Chelsea Littman’s career in art began with ceramics in high school.
“I was practically living in the ceramics studio – I’d be there after school until dinner,” she said. Shortly after, she attended Alfred University in upstate New York, a school renowned for its exceptional ceramics program.
But at Alfred, it wasn’t ceramics that caught – and continues to hold – Littman’s attention.
“When I got there, I took a tour of the campus, and in the art studio was the hot shop – where students worked with molten glass,” she said. “That was like the most intriguing, amazing, incredible place I’d ever seen.”
Four years ago, Littman moved from her hometown of Cleveland to intern at Popelka Trenchard Glass, a studio and fine-art gallery at 64 S. 2nd Ave. in Sturgeon Bay. She had taken a workshop with Jeremy Popelka and Stephanie Trenchard at the Corning Museum of Glass in upstate New York, one of the premier art-glass centers in the country.
“They rocked that class,” Littman said. “It was really inspiring, and it definitely made me want to spend more time with them, so I was really excited when they contacted me and asked if I wanted to come to work for them.”
Her internship then extended into a job as an assistant at the studio – now part of the Steel Bridge Creative District, which encompasses galleries, recording studios and the Holiday Music Motel, with its Tambourine Lounge and artist spaces that are home to the Steel Bridge Songfest.
Recently Littman was working on a self-portrait – sculpting her own head in glass – with Popelka and Trenchard acting as her team. The roles are fluid, she said, but most glass work, especially glassblowing, requires more than one person.
“Jeremy does assist me whenever I ask,” Littman said. “It’s actually hard for him because he’s so used to being the gaffer – the one making – that as soon as he steps into the assistant role, he feels lost. But I’m trying to teach him how to be an assistant, I guess, as much as he’s helping me learn how to be a better gaffer.”
Two things Littman loves about glass are the team dynamic and the community.
“It has this natural camaraderie that just feels so good,” she said.
While creating the glass head, she’d work for a short time before putting it back into the “glory hole” – a furnace with temperatures that surpass 1,000 F – for more heating, or she’d use a blowtorch to heat part of it at a bench.
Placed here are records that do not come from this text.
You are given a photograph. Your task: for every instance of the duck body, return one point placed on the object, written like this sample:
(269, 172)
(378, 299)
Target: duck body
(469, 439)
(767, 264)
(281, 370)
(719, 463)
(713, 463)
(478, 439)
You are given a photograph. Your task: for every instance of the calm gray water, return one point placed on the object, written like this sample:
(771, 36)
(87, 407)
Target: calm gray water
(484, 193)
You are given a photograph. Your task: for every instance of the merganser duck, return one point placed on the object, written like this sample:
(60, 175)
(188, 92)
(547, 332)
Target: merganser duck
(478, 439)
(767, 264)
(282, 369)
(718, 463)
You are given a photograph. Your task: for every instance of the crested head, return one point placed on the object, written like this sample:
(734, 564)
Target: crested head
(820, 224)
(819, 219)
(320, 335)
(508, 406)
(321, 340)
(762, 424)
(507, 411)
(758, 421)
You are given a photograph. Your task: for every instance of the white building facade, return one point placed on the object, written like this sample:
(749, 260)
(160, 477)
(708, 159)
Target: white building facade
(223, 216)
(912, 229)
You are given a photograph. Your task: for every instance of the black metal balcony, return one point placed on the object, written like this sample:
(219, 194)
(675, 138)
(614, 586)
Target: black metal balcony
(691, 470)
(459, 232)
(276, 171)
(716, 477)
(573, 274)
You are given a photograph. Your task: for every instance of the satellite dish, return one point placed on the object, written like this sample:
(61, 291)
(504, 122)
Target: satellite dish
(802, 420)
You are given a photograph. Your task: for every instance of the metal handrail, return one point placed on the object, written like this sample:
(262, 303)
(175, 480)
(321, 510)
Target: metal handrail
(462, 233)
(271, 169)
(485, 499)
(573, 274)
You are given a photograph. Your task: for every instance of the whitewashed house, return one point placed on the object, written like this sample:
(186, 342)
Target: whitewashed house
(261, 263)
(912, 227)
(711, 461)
Littman judges when the glass needs more heat by the way it feels, not the way it looks.
There are visual cues such as color changes, she explained, but by the time the artist notices them, it’s too late.
“A lot is how it’s moving,” Littman said. “Even with the torch, there are some points where I thought, ‘OK, that was too much heat,’ and then your tool wants to stick to it, or that was not enough, and then it’s not moving.
“It’s this really beautiful dance in between there of how the glass is behaving and you’re responding.”
Despite 12 years of working around glass heated to 3,000 F, Littman thinks she’s been burned by the sun more often than by anything in the studio.
“The pipe is the biggest danger because half of it is hot, so you have to be very aware of where you place your hand,” she said. “You learn early on to just touch it lightly.”
Now she’s making a series inspired by Sister Bay’s Pebble Beach: vases with blue near the top and pebble shapes below.
Littman is also preparing for Indiana Green, an annual group exhibition featuring 2D and 3D pieces by artists living and working in Wisconsin. It will open July 23 at the Center for the Visual Arts in Wausau and run through mid-September.
Littman, now 31, carries a fat, leather-bound book filled with pages and pages of drawings and notes about projects coming down the line.
“I want to be able to keep working with glass my whole life,” she said.